Congratulations to carpenters in Western Washington State. About a week ago, they rejected a contract proposal by about 2-1. This came after a “teleconference” in early May in which some 3,000 union members participated.
The “teleconference” is kind of like a controlled meeting. The leadership gets to try to sell its bill of goods and can somewhat control who gets to speak. Equally important, by not physically being in the same hall together, the members don’t get to feel their collective power. But according to reports, the mood against the conference was so powerful that even in that teleconference some carpenters called in and spoke against the contract proposal.
The original proposal was for a $2.00 increase in wages and $1.00 for a 401K. After that was voted down, the Regional Council leadership came up with a new proposal which basically shuffled a very similar package around.
Wave of worker militancy
This rejection of this contract comes at a time when teachers all around the country are ignoring their union leadership and going out on strike. It seems to be part of a renewed wave of worker militancy, and in part it’s generated by the low unemployment and the fact that wages and conditions aren’t keeping pace with the cost of living.
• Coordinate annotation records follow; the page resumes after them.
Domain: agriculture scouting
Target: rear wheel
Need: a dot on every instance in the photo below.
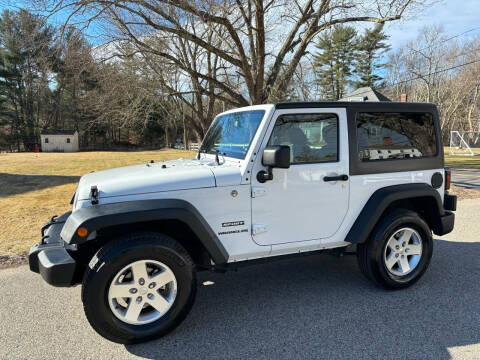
(139, 287)
(398, 251)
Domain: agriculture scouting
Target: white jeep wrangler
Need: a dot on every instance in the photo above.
(268, 181)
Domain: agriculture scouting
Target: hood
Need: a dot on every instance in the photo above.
(173, 175)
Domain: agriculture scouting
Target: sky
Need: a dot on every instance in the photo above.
(456, 17)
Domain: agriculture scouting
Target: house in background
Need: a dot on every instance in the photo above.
(59, 141)
(365, 94)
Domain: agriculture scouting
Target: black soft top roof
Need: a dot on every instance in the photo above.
(365, 105)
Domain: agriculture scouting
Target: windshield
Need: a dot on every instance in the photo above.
(231, 134)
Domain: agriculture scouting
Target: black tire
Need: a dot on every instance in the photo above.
(119, 253)
(370, 255)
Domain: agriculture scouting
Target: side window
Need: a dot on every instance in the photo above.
(312, 137)
(395, 135)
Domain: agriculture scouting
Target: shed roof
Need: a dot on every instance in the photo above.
(58, 132)
(365, 94)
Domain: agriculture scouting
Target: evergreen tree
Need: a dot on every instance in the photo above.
(371, 46)
(334, 61)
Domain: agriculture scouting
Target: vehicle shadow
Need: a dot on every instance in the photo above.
(13, 184)
(322, 307)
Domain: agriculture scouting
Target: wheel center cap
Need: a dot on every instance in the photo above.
(143, 290)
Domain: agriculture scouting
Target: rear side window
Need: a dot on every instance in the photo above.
(383, 136)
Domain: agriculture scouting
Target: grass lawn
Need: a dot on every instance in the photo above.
(33, 187)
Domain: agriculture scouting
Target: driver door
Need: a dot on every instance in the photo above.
(301, 203)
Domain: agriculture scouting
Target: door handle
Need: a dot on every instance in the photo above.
(336, 178)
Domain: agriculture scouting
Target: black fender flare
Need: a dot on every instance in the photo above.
(101, 216)
(382, 198)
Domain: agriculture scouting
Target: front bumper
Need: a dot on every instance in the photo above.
(447, 222)
(50, 257)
Driving 4 hours; working 8 for 8 hours pay
In the case of these Western Washington carpenters, carpenters are making complaints like the one who says he left home at 4:00 a.m. to start work at 6:00 a.m. The reason is the traffic and the fact that he cannot afford to live closer to where the work is. Others are saying that they’re having to drive four hours per day to get paid for 8 hours work. These are the pressures these carpenters are under. (To top it off, unlike carpenters in the SF Bay Area, Western Washington carpenters have to pay for their own parking, and that can be real expensive.)
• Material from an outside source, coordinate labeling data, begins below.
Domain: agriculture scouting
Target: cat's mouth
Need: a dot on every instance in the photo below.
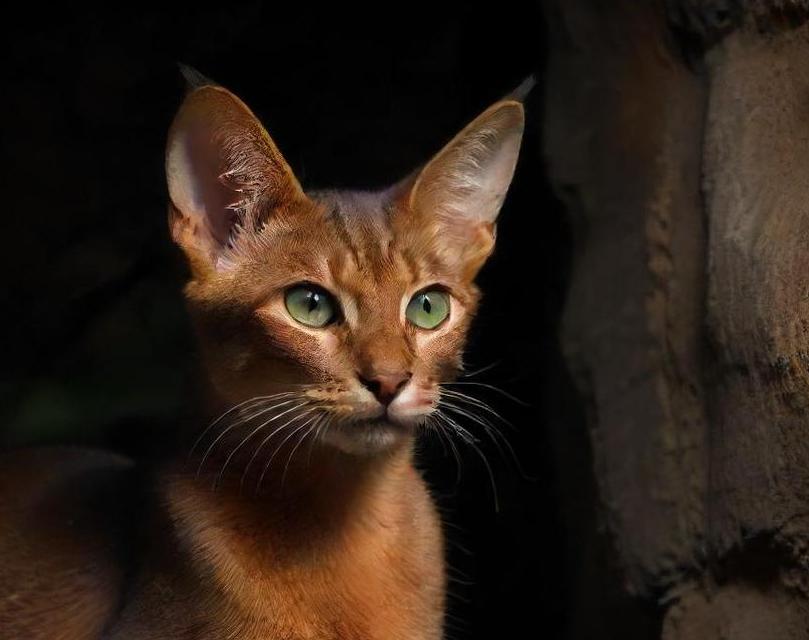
(368, 435)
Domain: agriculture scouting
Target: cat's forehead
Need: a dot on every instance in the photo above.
(361, 241)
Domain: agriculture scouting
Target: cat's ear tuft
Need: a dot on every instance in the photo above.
(193, 78)
(467, 181)
(224, 173)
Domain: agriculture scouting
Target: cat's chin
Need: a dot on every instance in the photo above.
(368, 437)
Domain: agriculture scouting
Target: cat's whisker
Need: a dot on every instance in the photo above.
(437, 428)
(240, 421)
(493, 433)
(488, 367)
(238, 447)
(490, 387)
(297, 445)
(324, 423)
(267, 439)
(470, 440)
(490, 429)
(251, 401)
(276, 450)
(476, 402)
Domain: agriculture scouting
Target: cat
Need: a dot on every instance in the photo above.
(327, 323)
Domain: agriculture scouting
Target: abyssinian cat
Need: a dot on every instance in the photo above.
(328, 322)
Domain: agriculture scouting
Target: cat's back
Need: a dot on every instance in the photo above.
(65, 531)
Keeping the contractors happy
The Carpenters Union leadership is still stuck in the mode of: Keep the contractors happy and help “our” contractors compete with the non-union contractors. In reality, what that means is that union carpenters have to compete with non-union carpenters for who can work cheapest. But in that case, what’s the purpose of even having a union?
It’s nothing but the “race to the bottom”.
Instead, the union should mobilize its members to fight to get top dollar from the contractors. If they have to shut down the entire industry, so be it. Then, when the dust settles, those members who fought for that prime, Grade A contract can go and use that contract to get the non-union carpenters to shut down their jobs and win the same contract. The present course isn’t working, as the facts in this article show. It’s not stopping the growth of the non-union and it’s not keeping the union carpenters up with the cost of living.
That’s what carpenters in the SF Bay Area were fighting when we had our wildcat strike in 1999. (Here’s the history of that wildcat.) What set that strike off was that we got together, discussed the issue together, saw our united strength together, and came up with a plan. (One note of interest to W. Washington carpenters: We didn’t even have the right to vote on our contract, because back then McCarron had issued a ruling that contract votes were prohibited. After our wildcat strike, McCarron reversed himself. So, our wildcat benefited all carpenters. Without it, you wouldn’t even have been able to vote on the contract up there. That shows that no struggle goes unrewarded; somebody, somewhere benefits.)
Meanwhile, hats off to the Western Washington carpenters. Carpenters, union members, in fact all workers should be supporting you.
For a more in-depth view of what’s happened in the Carpenters Union and in the labor movement overall, see this pamphlet.
Update: A new contract proposal which was similar to the last one was also heavily defeated. The present contract is set to expire the end of May. It’s possible that one plan of the leadership is to drag the negotiation process out over months and months. This would mean that during that time the members would get no raise at all. They would also tend to get demoralized by the lack of action. Once that is accomplished, then the leadership would feel in a better shape to push through another inferior contract.